Continuous Discovery whilst getting things done? Have you tried “Dual Track Scrum” yet?

On my recent project ventures I was wondering how a traditional scrum team can keep delivering whilst having an ongoing stream of real customer insights and discovery. I stumbled across Dual Track Scrum, let me know what you think!

Dual Track Scrum is an emerging concept to improve the velocity of actual value delivered. Basically it’s performing both product discovery and product delivery within the same team.

The term Dual-Track Scrum, invented by Jeff Patton, independent Agile Coach from, represents an approach to software development that assumes that there are two key tracks for agile product development: Discovery and Delivery, as shown in the diagram below.

It defines “a flexible, holistic product development strategy where a development team works as a unit to reach a common goal”, challenges assumptions of the “traditional, sequential approach” to product development, and enables teams to self-organize by encouraging physical co-location or close online collaboration of all team members, as well as daily face-to-face communication among all team members and disciplines in the project.

The term “Dual-Track Scrum” better captures the parallel nature of Discovery and Delivery.

The Discovery track is all about quickly generating validated product backlog items, and the Delivery track is all about generating releasable software.

Dual-Track Scrum collaborative – the product manager, designer and lead engineer are working together, side-by-side, to create and validate backlog items.

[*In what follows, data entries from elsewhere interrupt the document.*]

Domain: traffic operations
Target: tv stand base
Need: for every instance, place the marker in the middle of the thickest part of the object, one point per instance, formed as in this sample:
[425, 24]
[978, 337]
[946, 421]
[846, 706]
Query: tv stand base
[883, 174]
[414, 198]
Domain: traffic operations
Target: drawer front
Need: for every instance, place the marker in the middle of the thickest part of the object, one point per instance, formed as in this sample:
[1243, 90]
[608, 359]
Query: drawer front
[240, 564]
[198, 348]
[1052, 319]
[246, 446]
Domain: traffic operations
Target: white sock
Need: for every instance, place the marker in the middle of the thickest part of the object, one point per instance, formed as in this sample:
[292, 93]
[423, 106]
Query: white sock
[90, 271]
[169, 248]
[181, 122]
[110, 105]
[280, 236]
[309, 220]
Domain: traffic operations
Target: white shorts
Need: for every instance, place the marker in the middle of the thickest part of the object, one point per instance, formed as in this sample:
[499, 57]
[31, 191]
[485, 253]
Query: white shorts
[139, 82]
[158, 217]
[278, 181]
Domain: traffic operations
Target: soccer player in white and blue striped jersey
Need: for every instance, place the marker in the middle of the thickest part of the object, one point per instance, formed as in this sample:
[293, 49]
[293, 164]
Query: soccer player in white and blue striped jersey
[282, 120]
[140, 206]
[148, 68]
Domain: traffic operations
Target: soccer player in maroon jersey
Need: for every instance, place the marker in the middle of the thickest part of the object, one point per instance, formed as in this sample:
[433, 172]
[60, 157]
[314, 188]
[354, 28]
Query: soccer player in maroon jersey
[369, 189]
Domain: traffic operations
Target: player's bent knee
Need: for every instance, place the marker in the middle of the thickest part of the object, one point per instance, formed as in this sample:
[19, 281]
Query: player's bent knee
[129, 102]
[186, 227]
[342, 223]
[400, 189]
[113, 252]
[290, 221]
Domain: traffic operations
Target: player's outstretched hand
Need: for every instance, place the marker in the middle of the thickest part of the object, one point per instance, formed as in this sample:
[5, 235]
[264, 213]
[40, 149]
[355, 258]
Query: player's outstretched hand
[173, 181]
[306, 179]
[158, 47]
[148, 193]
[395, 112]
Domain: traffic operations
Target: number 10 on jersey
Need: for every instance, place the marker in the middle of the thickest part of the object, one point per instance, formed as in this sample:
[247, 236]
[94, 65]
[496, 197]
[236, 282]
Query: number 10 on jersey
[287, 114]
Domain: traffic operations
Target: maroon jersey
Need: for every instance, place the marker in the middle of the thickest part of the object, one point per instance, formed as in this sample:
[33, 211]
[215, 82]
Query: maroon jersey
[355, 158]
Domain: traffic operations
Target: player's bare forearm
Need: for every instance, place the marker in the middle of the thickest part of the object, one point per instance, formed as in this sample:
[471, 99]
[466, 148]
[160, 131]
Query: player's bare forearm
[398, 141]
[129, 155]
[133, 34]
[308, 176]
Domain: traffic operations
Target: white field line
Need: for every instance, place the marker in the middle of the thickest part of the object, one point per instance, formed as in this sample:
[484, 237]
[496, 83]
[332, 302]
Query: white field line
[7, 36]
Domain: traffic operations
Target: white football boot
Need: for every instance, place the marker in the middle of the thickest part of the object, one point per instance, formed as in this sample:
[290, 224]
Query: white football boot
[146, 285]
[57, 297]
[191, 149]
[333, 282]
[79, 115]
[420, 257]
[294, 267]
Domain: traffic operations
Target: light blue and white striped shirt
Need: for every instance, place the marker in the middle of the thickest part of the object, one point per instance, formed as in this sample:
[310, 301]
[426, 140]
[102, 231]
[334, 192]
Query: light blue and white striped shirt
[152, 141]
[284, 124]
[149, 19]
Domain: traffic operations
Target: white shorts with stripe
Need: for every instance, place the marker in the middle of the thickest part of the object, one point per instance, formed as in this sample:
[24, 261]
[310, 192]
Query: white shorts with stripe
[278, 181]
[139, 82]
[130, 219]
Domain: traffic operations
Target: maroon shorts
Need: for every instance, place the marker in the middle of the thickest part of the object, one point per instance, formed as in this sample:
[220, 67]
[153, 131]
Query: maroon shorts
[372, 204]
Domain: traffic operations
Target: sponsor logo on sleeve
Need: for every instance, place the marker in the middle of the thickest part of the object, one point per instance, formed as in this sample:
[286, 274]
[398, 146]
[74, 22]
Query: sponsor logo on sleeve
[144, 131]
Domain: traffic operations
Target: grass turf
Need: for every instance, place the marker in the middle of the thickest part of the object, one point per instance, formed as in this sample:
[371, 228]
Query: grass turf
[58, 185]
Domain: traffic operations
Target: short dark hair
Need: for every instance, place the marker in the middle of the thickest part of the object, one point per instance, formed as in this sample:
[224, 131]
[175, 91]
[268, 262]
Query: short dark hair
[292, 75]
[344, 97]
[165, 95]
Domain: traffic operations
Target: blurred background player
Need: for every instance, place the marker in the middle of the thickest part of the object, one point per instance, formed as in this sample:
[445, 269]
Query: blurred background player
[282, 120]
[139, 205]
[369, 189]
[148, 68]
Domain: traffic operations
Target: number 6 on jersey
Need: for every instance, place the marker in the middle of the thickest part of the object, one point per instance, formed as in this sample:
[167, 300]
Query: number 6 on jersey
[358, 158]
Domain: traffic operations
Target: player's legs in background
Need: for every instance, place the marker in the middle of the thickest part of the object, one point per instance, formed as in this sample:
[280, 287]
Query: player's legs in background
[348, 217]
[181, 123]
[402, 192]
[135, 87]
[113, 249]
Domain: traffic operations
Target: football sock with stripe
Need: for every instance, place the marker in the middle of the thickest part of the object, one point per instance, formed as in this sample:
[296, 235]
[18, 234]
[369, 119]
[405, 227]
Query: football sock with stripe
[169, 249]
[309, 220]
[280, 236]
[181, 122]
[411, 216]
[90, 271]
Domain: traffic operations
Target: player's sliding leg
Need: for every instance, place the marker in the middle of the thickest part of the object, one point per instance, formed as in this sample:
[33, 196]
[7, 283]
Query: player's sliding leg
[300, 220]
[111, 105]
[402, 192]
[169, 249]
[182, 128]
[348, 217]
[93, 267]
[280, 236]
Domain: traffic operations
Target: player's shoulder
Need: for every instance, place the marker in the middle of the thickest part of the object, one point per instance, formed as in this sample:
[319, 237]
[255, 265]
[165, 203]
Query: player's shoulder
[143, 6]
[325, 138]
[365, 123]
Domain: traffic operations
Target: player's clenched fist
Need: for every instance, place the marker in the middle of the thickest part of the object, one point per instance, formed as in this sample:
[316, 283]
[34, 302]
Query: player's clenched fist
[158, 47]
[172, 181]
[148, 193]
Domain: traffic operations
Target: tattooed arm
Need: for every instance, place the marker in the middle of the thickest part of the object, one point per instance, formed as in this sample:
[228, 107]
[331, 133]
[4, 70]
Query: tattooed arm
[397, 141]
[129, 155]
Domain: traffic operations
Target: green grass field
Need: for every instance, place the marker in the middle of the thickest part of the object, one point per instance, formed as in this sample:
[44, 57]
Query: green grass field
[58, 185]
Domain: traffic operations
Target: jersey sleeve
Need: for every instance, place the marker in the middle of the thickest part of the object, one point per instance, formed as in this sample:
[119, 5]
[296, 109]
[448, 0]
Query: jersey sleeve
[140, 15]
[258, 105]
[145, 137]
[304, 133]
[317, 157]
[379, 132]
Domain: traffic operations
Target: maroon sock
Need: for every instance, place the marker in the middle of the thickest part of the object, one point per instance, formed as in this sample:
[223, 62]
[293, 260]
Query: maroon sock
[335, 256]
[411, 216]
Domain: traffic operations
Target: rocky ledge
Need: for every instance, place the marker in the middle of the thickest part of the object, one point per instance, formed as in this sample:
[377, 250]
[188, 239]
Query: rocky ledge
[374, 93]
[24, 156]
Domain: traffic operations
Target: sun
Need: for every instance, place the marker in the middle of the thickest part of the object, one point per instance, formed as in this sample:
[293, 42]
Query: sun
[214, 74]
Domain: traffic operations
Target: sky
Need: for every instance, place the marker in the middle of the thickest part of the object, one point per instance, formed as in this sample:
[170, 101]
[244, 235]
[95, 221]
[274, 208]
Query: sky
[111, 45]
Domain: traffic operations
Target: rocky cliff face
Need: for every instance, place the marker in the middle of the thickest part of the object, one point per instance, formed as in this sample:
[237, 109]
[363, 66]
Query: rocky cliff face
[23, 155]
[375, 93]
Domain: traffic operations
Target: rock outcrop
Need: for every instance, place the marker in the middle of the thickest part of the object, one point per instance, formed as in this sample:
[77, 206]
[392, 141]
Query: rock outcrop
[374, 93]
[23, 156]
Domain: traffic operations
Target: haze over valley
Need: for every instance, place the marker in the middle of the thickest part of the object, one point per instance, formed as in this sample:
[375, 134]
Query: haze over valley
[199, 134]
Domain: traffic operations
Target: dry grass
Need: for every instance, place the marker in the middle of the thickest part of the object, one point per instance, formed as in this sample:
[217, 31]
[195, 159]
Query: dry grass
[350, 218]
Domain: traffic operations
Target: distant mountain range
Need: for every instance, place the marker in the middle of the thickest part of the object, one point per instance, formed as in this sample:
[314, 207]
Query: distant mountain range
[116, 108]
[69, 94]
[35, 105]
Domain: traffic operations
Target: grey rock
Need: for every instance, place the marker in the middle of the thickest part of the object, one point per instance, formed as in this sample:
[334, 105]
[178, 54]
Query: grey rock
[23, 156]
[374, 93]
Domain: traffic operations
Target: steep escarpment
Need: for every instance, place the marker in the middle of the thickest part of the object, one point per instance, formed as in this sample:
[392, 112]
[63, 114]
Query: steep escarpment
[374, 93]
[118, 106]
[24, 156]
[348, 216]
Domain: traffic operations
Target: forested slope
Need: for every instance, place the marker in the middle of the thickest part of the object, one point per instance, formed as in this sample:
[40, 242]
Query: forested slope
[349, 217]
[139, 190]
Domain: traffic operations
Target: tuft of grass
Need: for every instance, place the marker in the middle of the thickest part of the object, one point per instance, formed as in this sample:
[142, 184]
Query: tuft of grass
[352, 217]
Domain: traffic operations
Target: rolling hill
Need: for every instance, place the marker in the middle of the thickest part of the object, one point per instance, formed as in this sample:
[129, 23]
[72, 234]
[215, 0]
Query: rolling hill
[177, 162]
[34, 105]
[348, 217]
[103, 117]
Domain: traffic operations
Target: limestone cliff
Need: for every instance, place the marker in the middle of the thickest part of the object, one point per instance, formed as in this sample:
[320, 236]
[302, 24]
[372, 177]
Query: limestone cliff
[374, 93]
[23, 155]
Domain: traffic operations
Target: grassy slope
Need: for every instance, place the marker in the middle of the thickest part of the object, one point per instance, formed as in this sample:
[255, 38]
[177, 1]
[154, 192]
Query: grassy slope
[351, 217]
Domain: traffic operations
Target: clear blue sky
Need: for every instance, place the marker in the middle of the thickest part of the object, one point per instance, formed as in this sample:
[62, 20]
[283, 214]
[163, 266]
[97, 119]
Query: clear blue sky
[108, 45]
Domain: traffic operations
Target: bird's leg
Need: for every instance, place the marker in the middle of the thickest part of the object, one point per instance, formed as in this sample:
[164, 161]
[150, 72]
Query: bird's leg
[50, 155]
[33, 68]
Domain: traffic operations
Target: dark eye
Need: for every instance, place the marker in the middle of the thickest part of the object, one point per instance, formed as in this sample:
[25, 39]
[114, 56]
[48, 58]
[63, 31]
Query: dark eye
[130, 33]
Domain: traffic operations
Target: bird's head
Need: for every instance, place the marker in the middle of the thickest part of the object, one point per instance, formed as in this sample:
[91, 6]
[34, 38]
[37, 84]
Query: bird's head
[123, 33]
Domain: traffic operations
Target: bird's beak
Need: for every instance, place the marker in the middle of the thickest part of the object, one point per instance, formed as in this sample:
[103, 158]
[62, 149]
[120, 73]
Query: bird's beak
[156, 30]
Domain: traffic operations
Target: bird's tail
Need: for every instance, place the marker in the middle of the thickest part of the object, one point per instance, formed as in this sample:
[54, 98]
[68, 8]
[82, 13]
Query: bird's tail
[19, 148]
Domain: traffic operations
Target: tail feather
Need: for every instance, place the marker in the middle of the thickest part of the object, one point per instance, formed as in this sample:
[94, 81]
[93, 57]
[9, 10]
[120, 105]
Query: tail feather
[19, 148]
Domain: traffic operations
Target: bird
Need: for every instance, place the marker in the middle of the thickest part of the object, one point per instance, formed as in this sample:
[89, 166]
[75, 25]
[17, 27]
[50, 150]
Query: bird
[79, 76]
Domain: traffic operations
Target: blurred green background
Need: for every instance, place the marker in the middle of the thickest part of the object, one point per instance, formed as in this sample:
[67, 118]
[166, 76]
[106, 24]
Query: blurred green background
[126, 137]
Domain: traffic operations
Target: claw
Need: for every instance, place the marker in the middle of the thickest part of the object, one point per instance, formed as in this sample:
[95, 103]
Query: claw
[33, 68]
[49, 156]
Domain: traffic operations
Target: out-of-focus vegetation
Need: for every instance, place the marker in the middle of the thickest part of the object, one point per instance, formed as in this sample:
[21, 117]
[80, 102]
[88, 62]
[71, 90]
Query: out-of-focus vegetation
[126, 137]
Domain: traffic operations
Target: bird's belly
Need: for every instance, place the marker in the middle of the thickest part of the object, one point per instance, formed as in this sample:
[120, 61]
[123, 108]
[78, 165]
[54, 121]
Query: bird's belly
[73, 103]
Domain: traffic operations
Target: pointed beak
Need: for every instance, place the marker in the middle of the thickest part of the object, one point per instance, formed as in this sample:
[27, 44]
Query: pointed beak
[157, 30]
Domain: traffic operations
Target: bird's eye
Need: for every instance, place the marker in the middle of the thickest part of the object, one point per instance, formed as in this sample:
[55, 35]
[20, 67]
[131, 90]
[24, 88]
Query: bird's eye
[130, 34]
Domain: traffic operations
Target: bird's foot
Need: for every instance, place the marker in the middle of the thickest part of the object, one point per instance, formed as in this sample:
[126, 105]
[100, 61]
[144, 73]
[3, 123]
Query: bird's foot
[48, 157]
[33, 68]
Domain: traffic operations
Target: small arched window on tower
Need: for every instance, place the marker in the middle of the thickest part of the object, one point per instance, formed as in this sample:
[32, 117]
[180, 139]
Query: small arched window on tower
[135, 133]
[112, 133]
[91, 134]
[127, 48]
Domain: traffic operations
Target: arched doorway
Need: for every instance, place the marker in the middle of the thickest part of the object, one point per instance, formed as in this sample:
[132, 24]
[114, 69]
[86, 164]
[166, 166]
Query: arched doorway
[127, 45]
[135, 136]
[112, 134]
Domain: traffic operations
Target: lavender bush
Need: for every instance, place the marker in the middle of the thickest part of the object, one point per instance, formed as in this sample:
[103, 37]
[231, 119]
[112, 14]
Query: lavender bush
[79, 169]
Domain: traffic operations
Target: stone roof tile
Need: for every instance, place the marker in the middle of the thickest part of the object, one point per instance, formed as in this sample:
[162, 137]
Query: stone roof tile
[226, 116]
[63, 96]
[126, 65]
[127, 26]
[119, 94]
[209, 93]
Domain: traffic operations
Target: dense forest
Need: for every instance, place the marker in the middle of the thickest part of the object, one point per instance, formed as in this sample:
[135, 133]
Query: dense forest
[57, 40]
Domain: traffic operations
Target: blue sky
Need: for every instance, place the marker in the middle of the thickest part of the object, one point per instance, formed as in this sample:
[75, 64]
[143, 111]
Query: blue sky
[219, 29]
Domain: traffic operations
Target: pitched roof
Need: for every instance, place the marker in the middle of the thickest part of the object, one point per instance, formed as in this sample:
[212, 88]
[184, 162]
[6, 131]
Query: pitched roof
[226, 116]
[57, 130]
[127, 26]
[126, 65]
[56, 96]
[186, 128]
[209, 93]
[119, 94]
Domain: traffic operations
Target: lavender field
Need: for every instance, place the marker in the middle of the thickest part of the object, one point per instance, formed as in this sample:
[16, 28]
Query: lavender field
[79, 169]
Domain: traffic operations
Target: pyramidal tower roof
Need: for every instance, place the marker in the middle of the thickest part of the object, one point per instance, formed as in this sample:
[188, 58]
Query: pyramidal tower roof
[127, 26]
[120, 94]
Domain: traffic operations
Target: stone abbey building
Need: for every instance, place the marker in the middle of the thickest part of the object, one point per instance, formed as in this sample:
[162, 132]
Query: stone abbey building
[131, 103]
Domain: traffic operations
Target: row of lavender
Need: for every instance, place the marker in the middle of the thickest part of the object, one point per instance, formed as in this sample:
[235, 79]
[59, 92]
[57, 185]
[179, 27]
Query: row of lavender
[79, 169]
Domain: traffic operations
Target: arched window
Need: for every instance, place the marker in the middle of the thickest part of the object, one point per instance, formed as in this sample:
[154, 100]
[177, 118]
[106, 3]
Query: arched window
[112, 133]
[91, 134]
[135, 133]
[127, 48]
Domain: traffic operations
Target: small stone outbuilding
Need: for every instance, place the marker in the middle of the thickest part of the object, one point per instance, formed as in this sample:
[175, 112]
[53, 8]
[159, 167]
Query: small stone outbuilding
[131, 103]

So if your product team is frustrated by the amount of waste and the slow pace in achieving actual business results, consider trying out Dual-Track Scrum. See if this can inspire a level of collaboration, rapid iteration and validation that results in much better work.

Underlying all of this is the hard-learned lessons of product teams that many of the ideas won’t actually work as we hope, and those that could work will typically take several iterations to get to the point where they move the needle enough to be considered a business success.